Continuing, he added, “The negative growth of the sector’s GDP sends a strong signal to potential investors in the sector. The impending result is negative investors’ sentiments and pessimism against provision of critical raw materials, technology and technical know-how required to promote the industry.”
Ajayi-Kadir, pointed out that Nigeria’s path to economic growth, industrialization and sustainable development has been compromised by inadequate attention to the numerous pressing challenges of the manufacturers who are meant to be the propellers of its long-term economic agenda.
Achieving a stable rapidly-growing economy would require taking head-on the daily bottlenecks confronted by business owners within the manufacturing sector, considering its active inter-linkages with other key sectoral drivers of the economy. Amidst the numerous challenges, forex scarcity, multiple taxation, exorbitant interest rate, high-cost business operating environment, smuggling, insecurity, energy crisis and epileptic power supply are leading the pack.
In order to restore the sector to an enviable position in the global business environment and in turn propel an inclusive growth of Nigerian economy, MAN hopes that the government will facilitate the formal service sector to widen tax net and avoid multiple imposition of tax on the manufacturing companies, tackle insecurity and smuggling by upscaling capacity building and providing adequate security equipment and technology for surveillance and intelligence gathering.

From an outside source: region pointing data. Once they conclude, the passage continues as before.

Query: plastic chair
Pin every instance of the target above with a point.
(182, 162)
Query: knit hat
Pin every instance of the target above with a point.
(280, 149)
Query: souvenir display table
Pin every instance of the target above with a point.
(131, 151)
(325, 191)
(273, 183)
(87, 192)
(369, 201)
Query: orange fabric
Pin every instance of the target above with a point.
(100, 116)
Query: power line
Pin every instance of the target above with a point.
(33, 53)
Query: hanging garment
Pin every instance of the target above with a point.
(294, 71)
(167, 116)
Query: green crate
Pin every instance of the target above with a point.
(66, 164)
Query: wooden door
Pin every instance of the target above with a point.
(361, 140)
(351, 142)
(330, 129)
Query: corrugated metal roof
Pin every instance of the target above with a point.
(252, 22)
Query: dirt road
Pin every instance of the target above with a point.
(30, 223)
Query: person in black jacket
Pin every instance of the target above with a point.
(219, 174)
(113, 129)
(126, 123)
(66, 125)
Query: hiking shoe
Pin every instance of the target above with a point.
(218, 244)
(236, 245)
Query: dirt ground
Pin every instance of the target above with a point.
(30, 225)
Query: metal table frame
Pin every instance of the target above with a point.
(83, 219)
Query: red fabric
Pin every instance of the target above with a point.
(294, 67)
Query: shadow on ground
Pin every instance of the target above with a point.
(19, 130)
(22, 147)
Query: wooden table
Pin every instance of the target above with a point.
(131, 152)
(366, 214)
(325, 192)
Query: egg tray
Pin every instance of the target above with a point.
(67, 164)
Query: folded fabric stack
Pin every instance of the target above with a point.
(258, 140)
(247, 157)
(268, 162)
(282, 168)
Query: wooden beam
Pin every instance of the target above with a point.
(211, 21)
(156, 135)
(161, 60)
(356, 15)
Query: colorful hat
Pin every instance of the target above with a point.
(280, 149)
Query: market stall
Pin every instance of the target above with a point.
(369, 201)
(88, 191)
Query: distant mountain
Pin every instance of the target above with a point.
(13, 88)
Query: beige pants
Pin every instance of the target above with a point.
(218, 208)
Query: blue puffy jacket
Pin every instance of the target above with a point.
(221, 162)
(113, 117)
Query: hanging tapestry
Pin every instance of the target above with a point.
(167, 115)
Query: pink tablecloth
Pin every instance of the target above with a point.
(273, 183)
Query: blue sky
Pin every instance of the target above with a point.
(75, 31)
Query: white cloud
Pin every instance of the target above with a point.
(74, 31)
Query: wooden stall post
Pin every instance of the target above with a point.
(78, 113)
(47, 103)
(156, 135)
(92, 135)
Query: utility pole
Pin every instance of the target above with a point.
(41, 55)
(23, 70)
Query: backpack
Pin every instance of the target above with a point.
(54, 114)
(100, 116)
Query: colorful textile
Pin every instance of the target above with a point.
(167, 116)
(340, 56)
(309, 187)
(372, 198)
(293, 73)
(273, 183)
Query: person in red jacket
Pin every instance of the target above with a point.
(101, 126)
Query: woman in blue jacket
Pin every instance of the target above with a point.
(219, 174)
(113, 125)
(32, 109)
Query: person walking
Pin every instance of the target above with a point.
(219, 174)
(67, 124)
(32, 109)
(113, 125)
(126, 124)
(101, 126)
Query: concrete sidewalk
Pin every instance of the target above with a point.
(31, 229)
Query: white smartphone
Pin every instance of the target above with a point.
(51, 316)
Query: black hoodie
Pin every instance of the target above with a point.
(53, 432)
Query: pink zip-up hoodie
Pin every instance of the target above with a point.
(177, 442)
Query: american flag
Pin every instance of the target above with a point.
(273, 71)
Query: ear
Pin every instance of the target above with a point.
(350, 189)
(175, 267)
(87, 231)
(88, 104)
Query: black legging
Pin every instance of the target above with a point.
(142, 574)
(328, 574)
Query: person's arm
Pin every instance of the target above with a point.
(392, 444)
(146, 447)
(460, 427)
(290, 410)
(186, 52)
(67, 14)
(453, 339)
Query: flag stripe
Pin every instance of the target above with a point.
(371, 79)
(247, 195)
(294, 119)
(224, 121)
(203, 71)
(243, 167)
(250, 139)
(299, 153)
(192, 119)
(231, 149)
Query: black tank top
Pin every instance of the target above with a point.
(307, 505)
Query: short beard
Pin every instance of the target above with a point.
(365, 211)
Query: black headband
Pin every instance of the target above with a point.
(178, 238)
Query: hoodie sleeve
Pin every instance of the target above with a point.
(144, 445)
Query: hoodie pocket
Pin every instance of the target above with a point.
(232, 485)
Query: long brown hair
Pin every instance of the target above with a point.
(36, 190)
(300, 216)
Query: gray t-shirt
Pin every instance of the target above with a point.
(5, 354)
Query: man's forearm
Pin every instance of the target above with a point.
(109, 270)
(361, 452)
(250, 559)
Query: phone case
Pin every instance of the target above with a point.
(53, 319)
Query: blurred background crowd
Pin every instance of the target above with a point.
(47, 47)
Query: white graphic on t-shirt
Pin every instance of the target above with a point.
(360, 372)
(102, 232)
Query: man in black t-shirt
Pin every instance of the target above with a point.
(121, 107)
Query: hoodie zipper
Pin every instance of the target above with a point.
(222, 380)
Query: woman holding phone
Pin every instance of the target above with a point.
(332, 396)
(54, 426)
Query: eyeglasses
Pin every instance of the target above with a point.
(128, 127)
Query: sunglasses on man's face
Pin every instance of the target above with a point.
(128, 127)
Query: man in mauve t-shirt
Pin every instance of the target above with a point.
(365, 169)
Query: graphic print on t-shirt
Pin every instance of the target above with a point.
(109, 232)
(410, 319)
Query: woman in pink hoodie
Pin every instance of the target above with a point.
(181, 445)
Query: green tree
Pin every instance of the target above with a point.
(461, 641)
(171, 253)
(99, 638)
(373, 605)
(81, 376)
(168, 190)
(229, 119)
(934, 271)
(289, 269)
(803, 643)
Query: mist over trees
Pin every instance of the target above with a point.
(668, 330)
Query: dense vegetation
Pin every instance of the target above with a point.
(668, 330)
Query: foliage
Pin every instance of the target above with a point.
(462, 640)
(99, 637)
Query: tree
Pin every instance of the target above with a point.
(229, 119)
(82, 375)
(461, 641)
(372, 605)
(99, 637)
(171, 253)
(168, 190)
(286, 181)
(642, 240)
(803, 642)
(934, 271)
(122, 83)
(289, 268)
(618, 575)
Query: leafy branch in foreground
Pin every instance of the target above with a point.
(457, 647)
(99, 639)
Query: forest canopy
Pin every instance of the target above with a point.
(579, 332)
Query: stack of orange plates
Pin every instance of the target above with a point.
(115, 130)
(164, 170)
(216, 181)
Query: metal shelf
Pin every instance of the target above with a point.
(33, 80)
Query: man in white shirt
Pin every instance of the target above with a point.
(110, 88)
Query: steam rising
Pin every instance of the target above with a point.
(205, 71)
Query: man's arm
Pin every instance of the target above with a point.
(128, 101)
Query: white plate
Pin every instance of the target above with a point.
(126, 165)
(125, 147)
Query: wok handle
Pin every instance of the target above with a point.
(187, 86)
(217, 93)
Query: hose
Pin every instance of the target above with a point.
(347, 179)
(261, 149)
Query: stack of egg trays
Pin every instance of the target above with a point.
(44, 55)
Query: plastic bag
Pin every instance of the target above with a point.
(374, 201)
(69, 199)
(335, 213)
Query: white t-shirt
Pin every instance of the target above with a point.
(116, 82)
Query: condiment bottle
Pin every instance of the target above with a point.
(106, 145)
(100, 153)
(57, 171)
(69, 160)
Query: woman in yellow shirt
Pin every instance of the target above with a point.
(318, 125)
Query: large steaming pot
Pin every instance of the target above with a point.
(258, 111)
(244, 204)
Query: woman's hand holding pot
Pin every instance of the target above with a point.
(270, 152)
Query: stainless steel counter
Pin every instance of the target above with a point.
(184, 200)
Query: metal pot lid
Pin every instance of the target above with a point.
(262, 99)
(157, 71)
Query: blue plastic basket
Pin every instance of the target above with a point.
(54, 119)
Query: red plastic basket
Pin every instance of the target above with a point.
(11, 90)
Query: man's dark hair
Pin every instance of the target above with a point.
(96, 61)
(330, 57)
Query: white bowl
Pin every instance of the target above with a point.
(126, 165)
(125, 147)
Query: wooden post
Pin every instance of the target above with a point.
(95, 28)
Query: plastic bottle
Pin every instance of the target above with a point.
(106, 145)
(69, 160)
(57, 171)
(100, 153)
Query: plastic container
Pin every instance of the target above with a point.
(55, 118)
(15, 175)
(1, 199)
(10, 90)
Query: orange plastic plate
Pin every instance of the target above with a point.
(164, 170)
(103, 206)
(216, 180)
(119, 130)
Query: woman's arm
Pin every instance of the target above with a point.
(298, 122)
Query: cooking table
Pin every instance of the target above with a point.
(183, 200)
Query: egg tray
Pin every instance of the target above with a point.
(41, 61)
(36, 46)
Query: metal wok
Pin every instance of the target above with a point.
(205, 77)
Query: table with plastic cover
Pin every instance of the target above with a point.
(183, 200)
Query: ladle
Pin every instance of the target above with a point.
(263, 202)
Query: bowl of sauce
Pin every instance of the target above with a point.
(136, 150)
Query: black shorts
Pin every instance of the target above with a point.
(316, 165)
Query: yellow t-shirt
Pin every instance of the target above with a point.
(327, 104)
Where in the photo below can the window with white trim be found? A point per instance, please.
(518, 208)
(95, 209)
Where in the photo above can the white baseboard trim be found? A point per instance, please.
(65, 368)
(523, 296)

The MAN also expects government to involve all stakeholders to play a vital role in supporting security along the oil infrastructure while also ensuring they are beneficiaries of the awarded surveillance contract.
Government it hoped should deploy means to reduce unemployment and boost productivity of the manufacturing by encouraging local sourcing of raw materials, improving infrastructural developments, resolving all credit and forex-related challenges, ensuring implementation of the Executive Order 003 and imposing cost-reflective electricity tariff and energy prices.
The Association called for jettisoning of the failing hard peg policy and establish a clear and transparent market framework to guide the interventions of the CBN in the forex market.
In addition the DG, said authorities should synergistically align monetary and fiscal policies while also curbing fiscal deficits by the gradual removal of fuel subsidy backed with appropriate palliatives for the poor.
In addition it should urgently tackle flood disaster adopting erosion control mechanisms, early warning and emergency services as well as flood risk assessment and ecological funds and upscale electricity generation and build super grids that are regionalized to avoid continuous national system collapse and ensure a more robust transmission infrastructure.
The MAN also asked for the reduction on reliance of the country on imported products and raw materials by encouraging local sourcing through a comprehensive and integrated incentivized system since Nigeria is largely bearing the brunt of imported inflation.